Pre-payments by banks ahead of the deadline have been flowing through, with the outstanding value of funding obtained under the Term Funding Facility standing at $64.55 billion at the end of last week, Friday’s weekly data on Monetary Policy Operations from the RBA shows.
$30 billion has been repaid over the last 10 weeks.
TFF funding peaked at $188 billion in late 2021.
Banks’ surplus Exchange Settlement balances with the Reserve Bank have been falling steadily over the last three weeks and now stand at $267.8 billion.
12-month term deposit rates are consolidating around the 5.00 per cent mark, data compiled by Savings.com.au shows.
Heartland Bank Australia – the newest name in the industry – has the market leading rate of 5.35 per cent.
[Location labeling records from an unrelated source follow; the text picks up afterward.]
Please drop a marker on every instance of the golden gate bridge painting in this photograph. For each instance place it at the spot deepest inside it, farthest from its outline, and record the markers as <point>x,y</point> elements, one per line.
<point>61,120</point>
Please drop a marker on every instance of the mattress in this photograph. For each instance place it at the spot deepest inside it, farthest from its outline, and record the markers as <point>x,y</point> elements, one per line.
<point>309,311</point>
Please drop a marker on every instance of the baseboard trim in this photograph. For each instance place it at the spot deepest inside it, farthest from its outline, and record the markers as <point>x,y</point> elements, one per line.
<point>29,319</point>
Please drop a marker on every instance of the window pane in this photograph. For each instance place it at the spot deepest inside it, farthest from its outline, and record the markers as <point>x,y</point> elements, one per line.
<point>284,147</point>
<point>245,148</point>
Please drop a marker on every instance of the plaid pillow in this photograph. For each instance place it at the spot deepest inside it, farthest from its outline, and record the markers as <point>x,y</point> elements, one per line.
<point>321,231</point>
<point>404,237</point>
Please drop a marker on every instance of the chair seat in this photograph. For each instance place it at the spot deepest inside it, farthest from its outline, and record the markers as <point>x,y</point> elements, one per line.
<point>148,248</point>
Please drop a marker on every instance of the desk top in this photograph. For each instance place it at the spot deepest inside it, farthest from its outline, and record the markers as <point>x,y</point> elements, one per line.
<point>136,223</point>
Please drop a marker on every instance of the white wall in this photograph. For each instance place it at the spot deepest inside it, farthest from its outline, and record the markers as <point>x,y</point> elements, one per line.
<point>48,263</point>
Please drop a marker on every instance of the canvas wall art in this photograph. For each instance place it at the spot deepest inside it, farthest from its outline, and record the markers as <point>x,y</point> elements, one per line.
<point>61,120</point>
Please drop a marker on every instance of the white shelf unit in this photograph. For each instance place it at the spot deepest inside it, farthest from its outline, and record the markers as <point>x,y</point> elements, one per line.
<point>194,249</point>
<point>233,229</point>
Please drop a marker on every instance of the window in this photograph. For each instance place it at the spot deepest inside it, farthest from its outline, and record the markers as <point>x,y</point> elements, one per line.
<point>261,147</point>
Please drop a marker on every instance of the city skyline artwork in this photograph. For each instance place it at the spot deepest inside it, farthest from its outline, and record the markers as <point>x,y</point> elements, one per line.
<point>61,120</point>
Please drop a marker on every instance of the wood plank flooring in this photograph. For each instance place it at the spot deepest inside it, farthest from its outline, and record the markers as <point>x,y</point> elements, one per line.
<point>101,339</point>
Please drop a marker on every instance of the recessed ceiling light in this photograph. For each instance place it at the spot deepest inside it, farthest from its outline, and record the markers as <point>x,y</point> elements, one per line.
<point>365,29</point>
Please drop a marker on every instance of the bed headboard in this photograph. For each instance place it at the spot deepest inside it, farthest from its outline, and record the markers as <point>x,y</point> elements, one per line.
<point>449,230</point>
There are 10 banks in the Savings database with 12-month rates in a range from 5.05 per cent to 5.20 per cent.
The rates advertised on high yield at-call accounts are also clustered around 5.00 per cent.
In this segment ME, a subsidiary brand of Bank of Queensland, is market leader with a rate of 5.55 per cent, including the bonus rate.
Matt Wilson, the sell-side banking analyst at Jeffries, on Friday argued “the action is the switch from at-call transactions to term deposits as savers seek to rationally bank much higher yields.”